# Converting string to hex in VB express



## darksteel88 (Jul 10, 2008)

So I'm trying to read in a specific file type (.pkm), which is translating to ASCII code normally (expected). I want to convert that ASCII code into hex. However, every attempt I have tried has failed, I often got a message saying I could not convert it to type long.


```
Dim file As String
        Dim data1 As String

        file = "D:\Documents and Settings\owner\Desktop\Pokemon\7-10-08_10ANNIV_ENG_Lugia.pkm"

        FileOpen(1, file, OpenMode.Binary)

        Do While Not EOF(1)
            Input(1, data1)
            Console.WriteLine(data1)
        Loop

        Console.ReadLine()
```
The Do While Not loop is fairly useless because I confirmed that it is all read in as a single string, and it is two lines long. I tried putting Hex(data1) above the writeline but I get the cannot convert to long error. Any help is appreciated.


----------



## deleted122510 (Mar 18, 2009)

Ha, useful idea.

I've worked with PKM files back in Diamond days, it's very interesting to debug them and see what's actually there. Although, I've never tried it in hex, Good Luck!!


----------



## darksteel88 (Jul 10, 2008)

Haha glad to see I'm not the only one. Ya, I collect events and I'm pretty well known, and we check to see if they were hacked with pokesav or not.

I have a friend that made a program to search the hex, was simplistic, but it worked. He used Delphi though. Mine would be rather more complex, a friend of mine has a chart that tells what all the hex are. However, I still need to view the hex, and I'm not sure exactly how, which is why I'm here waiting for an answer.


----------



## deleted122510 (Mar 18, 2009)

Hi - 

Yes! I really loved that program that checked the legitimacy of a Pokemon, it was truly useful for EV training and IV breeding to check if they were fakes when trading. Pokesav is neat, but cheap.

If you're looking for a program that will convert your file into hex, you could always just try another program and ditch trying to actually make one (so you have more options, resources, tech support, etc).

I recommend this[1] because it's both free and cool. I'm NOT entirely sure if it will convert your file (.pkm) to hex though, I'll test that all out later, but for now.. give it a shot.

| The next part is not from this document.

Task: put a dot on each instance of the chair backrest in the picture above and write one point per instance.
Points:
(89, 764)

[1] http://www.hhdsoftware.com/Products/home/hex-editor-free.html

Regards.


----------



## darksteel88 (Jul 10, 2008)

Cool, I'll try tomorrow (as in when I wake up today).

Ya, it's more complicated than just stats though. It includes checking pal park data (if it actually came from a GBA cart), WC data (if the wonder card was not in the original game), etc. As I stated, my friend drew up a list of what all the hex values corresponded to. I could develop a program to search through and return values, and then determine if they are correct.

And the reason I want to use VB express is because it is the only one I am fluent with, and it will be complicated as well as a form.


----------



## deleted122510 (Mar 18, 2009)

Yeah, I was thnking of making a PokeDex, a very very complex one for all 490 something Pokemon using VB.


----------



## darksteel88 (Jul 10, 2008)

All 493, but why when there are great online resources for things like that?


----------



## deleted122510 (Mar 18, 2009)

What happens when they're offline? 

And.. I'm bored.

So, did you solve your issue or..


----------



## darksteel88 (Jul 10, 2008)

Sorry, I've been a little busy with school for the last 2 weeks, just got off a few days ago.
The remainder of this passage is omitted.